A functional programming group for those living and working in Bucharest
We gather monthly, watch someone talk about something they're passionate about and then continue the discussion in a pub
#003: Types in Haskell; QuickCheck
This meetup took place at the Eloquentix office, Wednesday, 27 August 2014 at 19:00. Find out when our next meetup is.
Enforcing Static Invariants Using Haskell's Type Checker
Teaching assistant and PhD student at University Politehnica of Bucharest; Researcher at VirtualMetrix. Main interest is applying formal and language-based methods to verify and prove software systems security.
Haskell is a statically-typed functional programming language: Haskell type declarations are identified and checked during compilation, guaranteeing that program semantics are known by the designers before execution or possibly even before the implementation.
Additionally, Haskell is strongly-typed, meaning that only explicit type conversions are permitted and all program behaviours are defined according to the type specification. We intend to explore the features of Haskell's type system, using a set of examples as a guide. We also want to use the examples to observe its limitations and examine workarounds to help us write correct programs.

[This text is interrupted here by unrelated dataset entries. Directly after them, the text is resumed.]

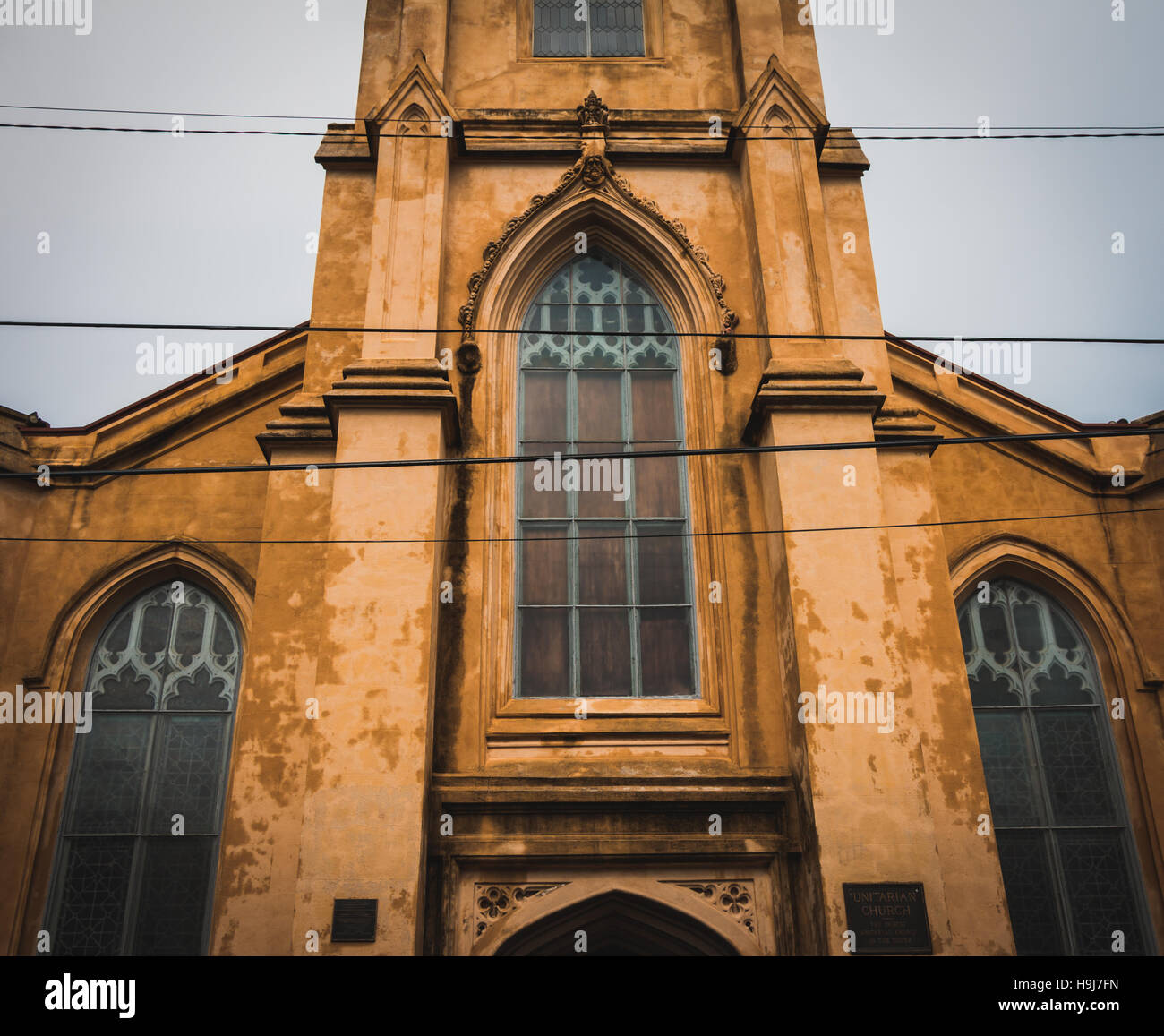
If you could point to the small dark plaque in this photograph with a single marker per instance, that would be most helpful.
(354, 920)
(888, 918)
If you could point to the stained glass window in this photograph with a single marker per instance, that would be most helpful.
(1069, 861)
(588, 28)
(604, 585)
(163, 681)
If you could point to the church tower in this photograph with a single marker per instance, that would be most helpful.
(516, 723)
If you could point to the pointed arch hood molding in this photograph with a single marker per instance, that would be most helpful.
(593, 197)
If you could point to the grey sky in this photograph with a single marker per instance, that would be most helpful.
(989, 237)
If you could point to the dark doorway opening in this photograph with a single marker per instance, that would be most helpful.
(617, 924)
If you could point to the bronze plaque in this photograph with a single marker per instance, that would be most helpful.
(888, 918)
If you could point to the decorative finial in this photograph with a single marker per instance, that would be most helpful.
(593, 113)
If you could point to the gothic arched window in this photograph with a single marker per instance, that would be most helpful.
(604, 586)
(1069, 861)
(143, 810)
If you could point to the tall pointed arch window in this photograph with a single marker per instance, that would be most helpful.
(604, 580)
(129, 877)
(1069, 861)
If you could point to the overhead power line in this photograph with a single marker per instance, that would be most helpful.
(615, 138)
(353, 119)
(1124, 431)
(729, 532)
(278, 329)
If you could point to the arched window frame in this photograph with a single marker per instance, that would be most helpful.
(1017, 563)
(535, 248)
(76, 635)
(655, 349)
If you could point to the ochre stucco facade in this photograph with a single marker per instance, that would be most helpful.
(420, 780)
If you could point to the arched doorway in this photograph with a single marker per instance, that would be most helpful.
(617, 924)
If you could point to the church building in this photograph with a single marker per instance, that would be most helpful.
(439, 668)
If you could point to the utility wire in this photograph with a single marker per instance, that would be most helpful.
(275, 329)
(613, 139)
(437, 121)
(1124, 431)
(730, 532)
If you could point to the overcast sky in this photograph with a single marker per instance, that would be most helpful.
(976, 237)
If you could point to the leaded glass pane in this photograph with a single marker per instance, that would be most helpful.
(171, 912)
(616, 389)
(598, 28)
(1007, 759)
(1064, 842)
(94, 888)
(187, 773)
(112, 760)
(616, 28)
(1095, 873)
(1074, 767)
(1027, 874)
(147, 891)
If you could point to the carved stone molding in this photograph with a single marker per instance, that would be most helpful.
(595, 173)
(492, 901)
(736, 899)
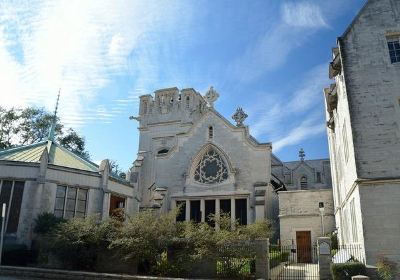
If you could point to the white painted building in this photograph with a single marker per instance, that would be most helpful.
(191, 156)
(46, 177)
(307, 190)
(363, 118)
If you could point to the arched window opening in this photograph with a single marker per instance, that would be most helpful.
(303, 183)
(162, 152)
(211, 168)
(144, 107)
(210, 132)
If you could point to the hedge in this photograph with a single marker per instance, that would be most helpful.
(344, 271)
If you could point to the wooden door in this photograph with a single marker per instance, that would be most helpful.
(303, 241)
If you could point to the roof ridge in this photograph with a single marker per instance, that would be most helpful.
(21, 148)
(82, 159)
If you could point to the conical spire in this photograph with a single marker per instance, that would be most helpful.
(54, 121)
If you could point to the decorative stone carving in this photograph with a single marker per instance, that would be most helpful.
(239, 116)
(211, 168)
(211, 96)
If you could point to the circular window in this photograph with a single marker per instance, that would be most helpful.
(211, 168)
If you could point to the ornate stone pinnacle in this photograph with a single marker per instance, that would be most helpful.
(211, 96)
(302, 155)
(239, 116)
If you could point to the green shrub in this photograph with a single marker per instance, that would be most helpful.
(16, 254)
(386, 269)
(344, 271)
(46, 223)
(77, 243)
(277, 257)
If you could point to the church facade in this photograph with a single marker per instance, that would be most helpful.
(192, 157)
(363, 119)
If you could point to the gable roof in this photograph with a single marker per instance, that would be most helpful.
(58, 155)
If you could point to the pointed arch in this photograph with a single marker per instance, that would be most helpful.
(210, 166)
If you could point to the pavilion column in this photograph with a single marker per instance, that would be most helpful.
(203, 210)
(217, 212)
(187, 210)
(233, 212)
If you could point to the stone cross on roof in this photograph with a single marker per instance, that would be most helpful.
(239, 116)
(302, 155)
(211, 96)
(54, 121)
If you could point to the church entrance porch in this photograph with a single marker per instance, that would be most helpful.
(201, 209)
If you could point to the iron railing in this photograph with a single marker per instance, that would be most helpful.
(293, 262)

Slides in HTML format can be found here.
QuickCheck: First Dive
Dan used to work in enterprise software. Nowadays he is preoccupied with Haskell and with all the ways in which it can be made into a practically useful tool for the software industry.
Testing individual functions for their natural properties is one of the basic building blocks that guides development of large systems in Haskell.
QuickCheck encourages a high level approach to testing where the developer specifies abstract invariants that the algorithms under test should satisfy universally, for any input data one might throw at the code. The actual test data is automatically generated on behalf of the developer by the testing library. In this way the system under test can be hammered with millions of tests that would otherwise be infeasible to write by hand, often uncovering subtle corner cases that would never have been found through unit testing.
QuickCheck was created in 1999, and the underlying idea has since been implemented to greater or lesser extents and in various shapes in different programming languages.